The bookseller, obscured by a tangled assortment of ragged garments, fidgeted with his hat. His lined face, punctuated chiefly by a bulbous, ruddy nose and nicotine-stained mustache, registered a look of acute anxiety. Cassia frowned more deeply, looking up.
“Padgett, what is it?” Her voice was not unkind, but Padgett only rendered her an anguished stare, chewing his lip. Cassia closed the book, darting a glance through the small window of the shop. Seeing nothing, she approached Padgett cautiously, as one might approach a small child or strange dog, not wishing to alarm.
“Should I leave? Are we being watched?” She whispered.

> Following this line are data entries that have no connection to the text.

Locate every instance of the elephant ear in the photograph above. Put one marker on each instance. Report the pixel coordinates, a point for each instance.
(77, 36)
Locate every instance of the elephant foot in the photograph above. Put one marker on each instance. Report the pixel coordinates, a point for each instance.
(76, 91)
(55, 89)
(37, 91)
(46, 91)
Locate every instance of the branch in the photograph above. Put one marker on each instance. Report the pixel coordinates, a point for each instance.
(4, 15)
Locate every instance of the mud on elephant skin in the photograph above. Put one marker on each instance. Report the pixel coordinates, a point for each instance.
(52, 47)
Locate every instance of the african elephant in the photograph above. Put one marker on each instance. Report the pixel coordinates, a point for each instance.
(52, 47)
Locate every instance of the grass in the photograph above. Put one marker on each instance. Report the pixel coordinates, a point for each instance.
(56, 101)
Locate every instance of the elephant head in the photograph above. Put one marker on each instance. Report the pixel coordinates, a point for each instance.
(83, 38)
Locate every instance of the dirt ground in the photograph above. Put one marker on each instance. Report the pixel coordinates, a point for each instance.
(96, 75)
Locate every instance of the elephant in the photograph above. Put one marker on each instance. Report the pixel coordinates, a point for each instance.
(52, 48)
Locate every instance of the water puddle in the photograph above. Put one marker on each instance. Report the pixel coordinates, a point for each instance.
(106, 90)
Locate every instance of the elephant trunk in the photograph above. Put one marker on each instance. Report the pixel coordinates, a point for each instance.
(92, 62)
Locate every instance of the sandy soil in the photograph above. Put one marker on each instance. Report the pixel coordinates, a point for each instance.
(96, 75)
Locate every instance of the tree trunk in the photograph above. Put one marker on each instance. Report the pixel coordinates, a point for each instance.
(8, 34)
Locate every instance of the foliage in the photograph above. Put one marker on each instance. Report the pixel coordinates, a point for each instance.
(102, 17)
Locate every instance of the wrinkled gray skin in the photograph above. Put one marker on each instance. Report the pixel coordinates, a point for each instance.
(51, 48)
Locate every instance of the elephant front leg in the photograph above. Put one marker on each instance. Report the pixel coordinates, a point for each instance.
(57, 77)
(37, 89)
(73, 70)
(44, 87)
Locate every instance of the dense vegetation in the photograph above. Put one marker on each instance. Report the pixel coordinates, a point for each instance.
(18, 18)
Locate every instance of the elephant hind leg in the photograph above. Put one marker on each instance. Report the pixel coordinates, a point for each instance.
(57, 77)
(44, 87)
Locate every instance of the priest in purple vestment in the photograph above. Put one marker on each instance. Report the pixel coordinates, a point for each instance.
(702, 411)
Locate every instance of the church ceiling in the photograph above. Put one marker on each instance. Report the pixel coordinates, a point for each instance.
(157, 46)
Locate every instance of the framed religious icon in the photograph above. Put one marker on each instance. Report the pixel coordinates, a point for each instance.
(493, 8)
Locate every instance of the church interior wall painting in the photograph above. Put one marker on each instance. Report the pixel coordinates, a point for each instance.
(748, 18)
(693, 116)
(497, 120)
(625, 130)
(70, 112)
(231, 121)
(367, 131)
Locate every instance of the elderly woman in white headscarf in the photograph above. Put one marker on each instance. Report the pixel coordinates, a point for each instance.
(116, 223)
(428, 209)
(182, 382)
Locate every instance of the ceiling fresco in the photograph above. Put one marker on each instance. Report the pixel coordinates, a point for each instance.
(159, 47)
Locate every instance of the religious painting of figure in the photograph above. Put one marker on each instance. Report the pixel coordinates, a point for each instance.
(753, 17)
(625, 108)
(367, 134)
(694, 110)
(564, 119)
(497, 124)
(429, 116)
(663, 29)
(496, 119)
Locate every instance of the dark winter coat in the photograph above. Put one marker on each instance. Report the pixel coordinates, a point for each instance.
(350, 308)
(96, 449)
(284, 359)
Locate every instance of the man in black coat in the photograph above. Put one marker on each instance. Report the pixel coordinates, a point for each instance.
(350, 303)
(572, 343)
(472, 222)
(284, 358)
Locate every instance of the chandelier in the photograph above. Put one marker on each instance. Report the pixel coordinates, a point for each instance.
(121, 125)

Even as she said it, she rejected the idea as insufficient to cause the alarm in Padgett’s small and blurry eyes. Padgett was a bookseller, and although his profession was frowned upon, it was technically legal until the current resolution facing the Regional Empirical Council passed. A raid for illegal materials was possible, and certainly bookseller and customer were anxious to avoid that humiliating inconvenience– it would make running his shabby, semi-secret shop more difficult for Padgett, and greatly restrict Cassia’s freedom. But whatever caused the ordinarily shy, backward Padgett to stare anxiously into Cassia’s eyes, silently struggling with words, was much more than an inconvenience.
Finally, he gave up on words. Dropping his eyes from hers with relief, he shambled across the room to a shelf, taking down a brittle paperback and turning its pages with expertise. Cassia glanced from him to the window once more; all she saw was rain, and the the tattered hanging laundry of a neighboring woman going to ruin in the downpour.
Then Padgett was at her side again, silently holding the open book before her eyes. Cassia blinked, and then squinted at the pages, reading rapidly.
Then Wang Lung rose up, slowly and half dazed, and he set the girl child down and he went out and there before the great iron gates of the rich man’s house a multitude of clamoring common people pressed forward, howling together the deep, tigerish howl that he had heard, rising and swelling out of the streets, and he knew that at the gates of all rich men there pressed this howling multitude of men and women who had been starved and imprisoned and now were for the moment free to do as they would. And the great gates were ajar and the people pressed forward so tightly packed together that foot was on foot and body wedged tightly against body so that the whole mass moved together as one. Others hurrying from the back caught Wang Lung and forced him into the crowd so that whether he would or not, he was taken forward with them…
She left off reading. Openmouthed, she slowly looked over the top of the book’s pages into Padgett’s pleading face.
“You must make plans.” He said, his voice a dry wind through the leaves.